Wednesday, 30 October 2019

Psychiatric Bed Shortage Grows While Americans Suffer

Every day, hundreds of Americans wait in an endless limbo, oftentimes against their will, in an emergency room in hospitals across the country. Despite continuing rhetoric from both local and federal politicians, nothing has changed.

America suffers from a growing lack of inpatient psychiatric beds in psychiatric hospitals. The problem results in citizens being deprived of their Constitutional rights every day.

Nobody seems to care. And nothing is being done to address the problem.

New Hampshire Public Radio (NHPR) brings us the sad story of Meme, a 61-year-old senior woman who was committed to an involuntary stay for psychiatric problems based upon the observations of local police and her adult daughter.

Which would ordinarily be okay (while not ideal), as most states have a 72-hour psychiatric hold designed to determine if a person is in fact a danger to themselves or others. During those 3 days, the person is supposed to be evaluated by trained mental health professionals in a psychiatric facility. In most states, patients have a right to a hearing before a judge within three days. This timelines strikes a balance between public safety and each citizen’s Constitutional rights.

As NHPR reports, though, things have gone off the rails in many states because of the lack of psychiatric beds. In Meme’s case, instead of going to a psychiatric hospital, she was transported to the emergency room at the local hospital, St. Joseph Hospital in Nashua, N.H. And that’s where the problems began:

The psychiatric facilities in New Hampshire are all full. On any given day, there is a waitlist of around 35 people. And those hearings at which Meme could argue to a judge that she should be allowed to go home — those are held only at those psychiatric facilities.

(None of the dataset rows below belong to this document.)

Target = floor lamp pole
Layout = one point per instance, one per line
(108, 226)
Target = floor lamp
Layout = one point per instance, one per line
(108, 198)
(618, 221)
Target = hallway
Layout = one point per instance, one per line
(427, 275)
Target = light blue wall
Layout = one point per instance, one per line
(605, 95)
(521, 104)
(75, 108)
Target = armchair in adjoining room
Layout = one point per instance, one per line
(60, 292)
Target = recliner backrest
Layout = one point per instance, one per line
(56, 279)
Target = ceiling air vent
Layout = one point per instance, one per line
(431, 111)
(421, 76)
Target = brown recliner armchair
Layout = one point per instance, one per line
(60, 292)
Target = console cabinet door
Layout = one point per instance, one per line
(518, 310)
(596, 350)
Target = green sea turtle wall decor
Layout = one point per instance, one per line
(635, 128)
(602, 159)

The result: Meme couldn’t leave the ER, and she couldn’t get a hearing. Not until a bed opened up.

“And they won’t even tell you what number you are,” said Meme of the hospital staff. “You ask every day, ‘What number am I?’ ‘Oh, we don’t know.’ “

This issue is winding its way through the federal court system. Because it appears that hundreds if not thousands of American’s rights are being violated every day as they are held against their will long beyond what the law allows:

The legality of this situation is now being debated in federal court. The question is not whether Meme should’ve been forced to come to this emergency department in the first place; it’s whether her rights were violated once she got there.

Meme ended up spending 20 days locked inside a wing of St. Joseph’s emergency department. She says that her access to visitors, the telephone and the bathroom were limited and that hospital staff concerned about her committing suicide restricted what objects she could have.

Could you imagine locking up a senior citizen against their will for nearly three weeks!? It sounds like something that would happen in a third-world country, or a country that has no mental health care system. Not in America.

A Growing, Nationwide Problem

This isn’t a problem unique to New Hampshire. Most states are grappling with the issue of too few psychiatric beds. According to the article, over 70 percent of ER doctors report having to provide room and board for psychiatric patients in their emergency rooms. ERs, of course, are designed to handle health emergencies — not psychiatric ones. And they’re certainly not designed for providing a long-term stay for any patient.

The answer to this problem is simple — build more psychiatric hospital beds. But with a co-occuring shortage of psychiatrists and other trained mental health professionals to staff such facilities, it’s very difficult to address the problem without significant long-term changes in the way the country addresses the mental health care system.

If federal and state governments prioritized providing inpatient psychiatric care (through adequate funding of such efforts) to their citizens, this problem could be resolved. Instead they continue to kick the ball down the road, hoping someone else will deal with it. Or they proudly note the addition of a dozen beds when a hundred are actually what’s needed.

Maybe the courts can change lawmakers’ minds, because it is patently unlawful to hold a person against their will beyond what the law provides for (3 days) without a court hearing.

And perhaps most of us wonder what this has to do with us, as we think, “Well, this could never happen to me!” Maybe, maybe not. But it could happen to a family member or someone you care about. And it’s happening right now, every day, where you live.